Solution: A’s activity is double than B’ activity.
A’s one day work = B’s 2 day’s work
B’s one day work = A’s ½ day work
If A and B work together, they can built a wall in 30 days
So A’s one day work + B’s one day work {A’s ½ day work} = 1/30 part
In (1+1/2 ) 3/2 days A did 1/30 part of work
A’s 1 day work = (1/30) X (2/3) = 1/45 part
Therefore, A alone can complete the work in 45 days.
vii) A,B and C when working separately can complete a work in 2,3 and 4 days respectively. If A,B and C work together and jointly earn Rs3900 for the whole work, what will be the ratio to divide the money? ( TIME AND WORK MATH)
Solution: A’s one day work = ½
B’s one day work = 1/3
C’s one day work 1/4
So, the money will be divided among them,
A,B and C will get money in following ratio = 1/2 : 1/3 : ¼
Or L.C.M. of 2,3 and 4 = 12
So A : B: C :: (1/2 X 12) : (1/3 X 12) : (1/4 X 12) = 6:4:3
Total sum of the ratio = 6+4+3 = 13
Total money = Rs3900
Share of A = {(6 X 13) X 3900} = Rs 1800
Share of B = {(4/13) X 3900} = Rs 1200
Share of C = {(3/13) X 3900} = Rs 900
Therefore, A will get Rs1800; B will get Rs1200; C will get Rs900.
viii)A and B together can do a piece of work in 20 days. B and C jointly can complete that work in 15 days, where C and A jointly complete it in 12 days. How many days are needed to complete the work when both of them are working together? If they are working separately then how much time will be needed to complete the same work? ( TIME AND WORK MATH)
Solution: A and B can complete a work in 20 days
one day work of A + B = 1/20 part of work
when B and C work together they can complete the work in 15 days
one day work of B + C = 1/15 part of work
C and A can together complete a work in 12 days
one day work of A + C = 1/12 part of work
Adding up all = A+B +B+C+A+C = 1/20 + 1/15 +1/12
Or,2(A+B+C) = (3+4+5)/60 = 12/60 =1/5
Or, A+B+C =1/10
If A,B and C work together they can finish the work in 10 days.
If they work separately, then (A+B+C) – (A+B) = work of C = (1/10)- (1/20) = (2-1)/20 = 1/20 part in 1 day
(A+B+C) – (B+C) = work of A =( 1/10) –(1/15) = (3-2)/30 = 1/30 part in 1 day,
(A+B+C) – (C+A)= work of B = (1/10)-(1/12) = (6-5)/60= 1/60 part in 1 day.
Therefore, A,B and C can together complete the work in 10 days.

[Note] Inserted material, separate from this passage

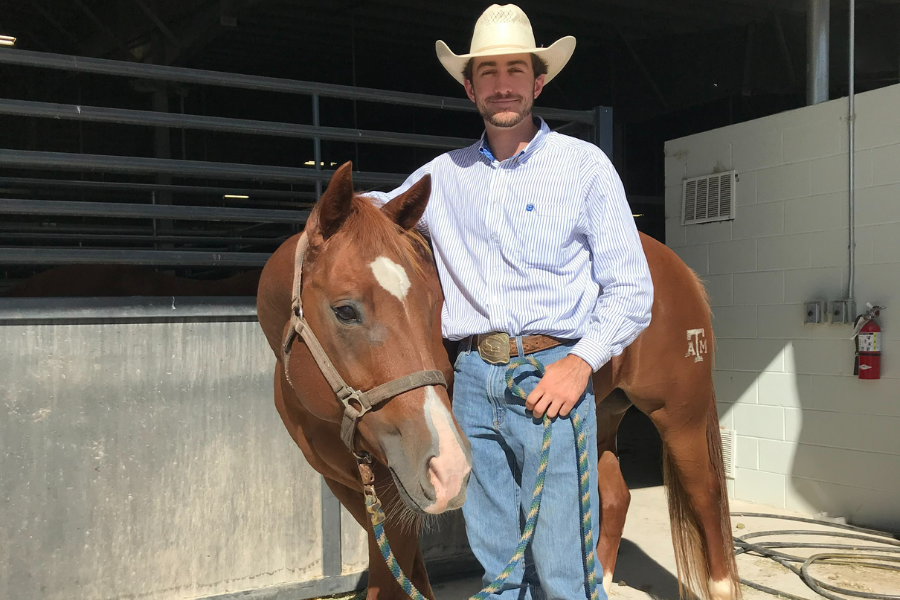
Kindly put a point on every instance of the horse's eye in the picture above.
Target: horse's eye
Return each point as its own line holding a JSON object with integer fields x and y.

But, if they work separately then A can finish the work in 30 days,
B can finish the work in 60 days
C can finish the work in 20 days.
ix)Tap A and tap B can fill a tank in 4 hours and 6 hours respectively and tap C present at the bottom which can empty the tank in 12 hours. When the tank is completely empty and all the three taps are opened then in how many hours the tank will be full?

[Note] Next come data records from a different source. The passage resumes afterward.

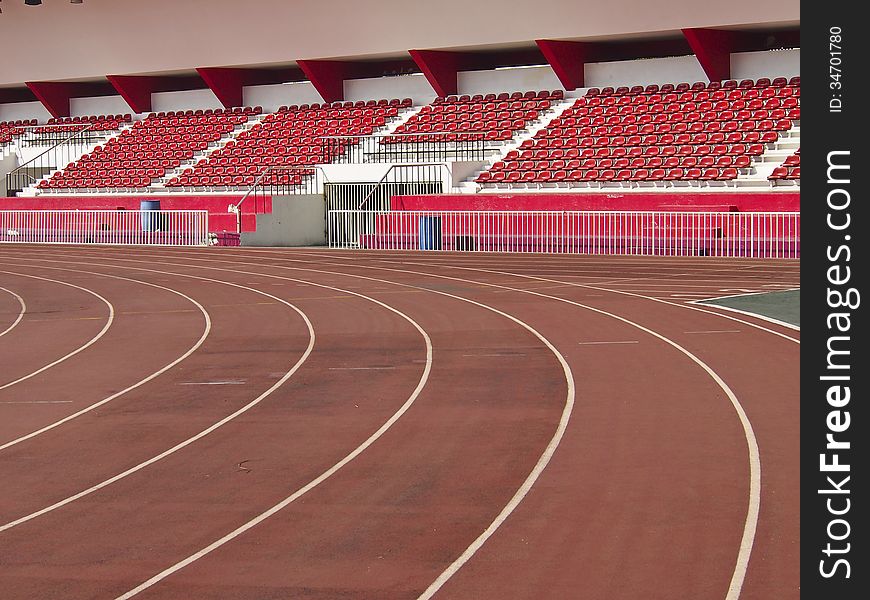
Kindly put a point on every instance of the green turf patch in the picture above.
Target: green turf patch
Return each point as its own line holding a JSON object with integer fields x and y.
{"x": 783, "y": 306}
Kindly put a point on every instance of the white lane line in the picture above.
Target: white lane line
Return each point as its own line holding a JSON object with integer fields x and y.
{"x": 521, "y": 493}
{"x": 230, "y": 382}
{"x": 190, "y": 440}
{"x": 715, "y": 331}
{"x": 20, "y": 313}
{"x": 751, "y": 522}
{"x": 754, "y": 315}
{"x": 88, "y": 344}
{"x": 141, "y": 382}
{"x": 754, "y": 502}
{"x": 748, "y": 293}
{"x": 692, "y": 305}
{"x": 37, "y": 402}
{"x": 318, "y": 480}
{"x": 186, "y": 442}
{"x": 421, "y": 384}
{"x": 494, "y": 355}
{"x": 361, "y": 368}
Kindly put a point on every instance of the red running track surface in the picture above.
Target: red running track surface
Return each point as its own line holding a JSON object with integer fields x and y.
{"x": 315, "y": 424}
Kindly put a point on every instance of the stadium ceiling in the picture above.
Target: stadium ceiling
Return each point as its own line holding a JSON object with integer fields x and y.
{"x": 567, "y": 58}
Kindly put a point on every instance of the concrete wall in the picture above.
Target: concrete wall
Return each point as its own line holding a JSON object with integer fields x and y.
{"x": 106, "y": 105}
{"x": 776, "y": 63}
{"x": 8, "y": 162}
{"x": 186, "y": 100}
{"x": 643, "y": 72}
{"x": 59, "y": 40}
{"x": 294, "y": 221}
{"x": 413, "y": 86}
{"x": 499, "y": 80}
{"x": 24, "y": 110}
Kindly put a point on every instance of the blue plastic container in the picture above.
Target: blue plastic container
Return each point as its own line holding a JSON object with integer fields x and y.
{"x": 430, "y": 233}
{"x": 150, "y": 220}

Solution; In one hour, tap A fills 1/4 part of tank,
In one hour, tap B will fill 1/6 part of tank
In one hour tap C will empty 1/12 part of tank
So, in one hour, the portion of tank filled by the taps A,B and C all together =
(1/4 + 1/6) – 1/12 = (3+2-1)/12
=4/12
=1/3
Therefore, when all taps are opened the tank will be full in 3 hours.

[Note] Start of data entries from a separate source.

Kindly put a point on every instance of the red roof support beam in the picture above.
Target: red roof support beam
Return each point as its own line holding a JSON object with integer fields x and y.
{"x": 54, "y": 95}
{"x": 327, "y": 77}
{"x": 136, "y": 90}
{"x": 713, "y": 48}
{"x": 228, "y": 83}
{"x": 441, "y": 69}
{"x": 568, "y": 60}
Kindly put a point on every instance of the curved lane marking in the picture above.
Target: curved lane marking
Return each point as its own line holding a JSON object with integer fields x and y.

x) Pipe A can fill a tank in 10 hours and pipe B can fill the same tank in 20 hours. If both the pipes fill the tank simultaneously. What time will they take to fill the tank?
Solution: Pipe A can fill tank in 1 hour = 1/10 part
Pipe B can fill tank in 1 hour = 1/20 part
When both the pipes are working then part of tank filled by pipe A and pipe B
= (1/10)+(1/20)
=(2+1)/30
=3/20
Therefore, time taken by the pipes A and B take to fill the tank is 20/3 hours = 6 hours 40 minutes.